In Streptococcus pneumoniae, the induction of genetic competence (and potentially virulence) is regulated by a CSP–mediated quorum-sensing system (5, 9). Quorum sensing involves the expression of early gene products encoded by two genetic loci, comAB and comCDE. Genes in the operon, comAB, encode an ATP-binding cassette transporter (ComA) and an accessory protein to ComA (ComB). These secretory proteins are involved in the processing and export of the CSP. The loci, comCDE, respectively encode the precursor to the CSP, a histidine kinase that acts as a CSP receptor, and a response regulator that activates both comAB and comCDE operons.

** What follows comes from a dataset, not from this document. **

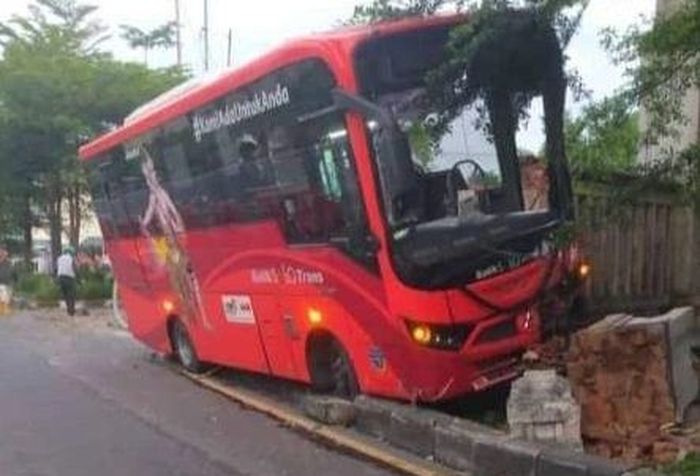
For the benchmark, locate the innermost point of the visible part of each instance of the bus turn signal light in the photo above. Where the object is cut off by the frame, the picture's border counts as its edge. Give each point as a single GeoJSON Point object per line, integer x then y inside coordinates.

A second two-component regulatory system, CiaH-CiaR, affects the development of competence by negatively regulating comCDE expression. Quorum-sensing signals initiate competence through activity of ComX, a global transcription modulator, which was shown to act as an alternate sigma factor (40). This sigma factor initiates the transcription of competence-specific operons involved in DNA uptake and recombination by recognizing a com-box (also referred to as cin-box) consensus sequence (TACGAATA) in their promoter regions (9, 41, 42). Several of these late competence-specific operons include cilA (ssb2), cilB (dal, like dprA in Haemophilus influenzae), cilC (like comC in Bacillus subtilis), cilD (or cglABCDE), cilE (or celAB), coi, cinA-recA, cfl (like comF in B. subtilis), and dpnA of the DpnII restriction system. pol, polymerase; P, phosphate.

Copyright © 2025 American Society for Clinical Investigation
ISSN: 0021-9738 (print), 1558-8238 (online)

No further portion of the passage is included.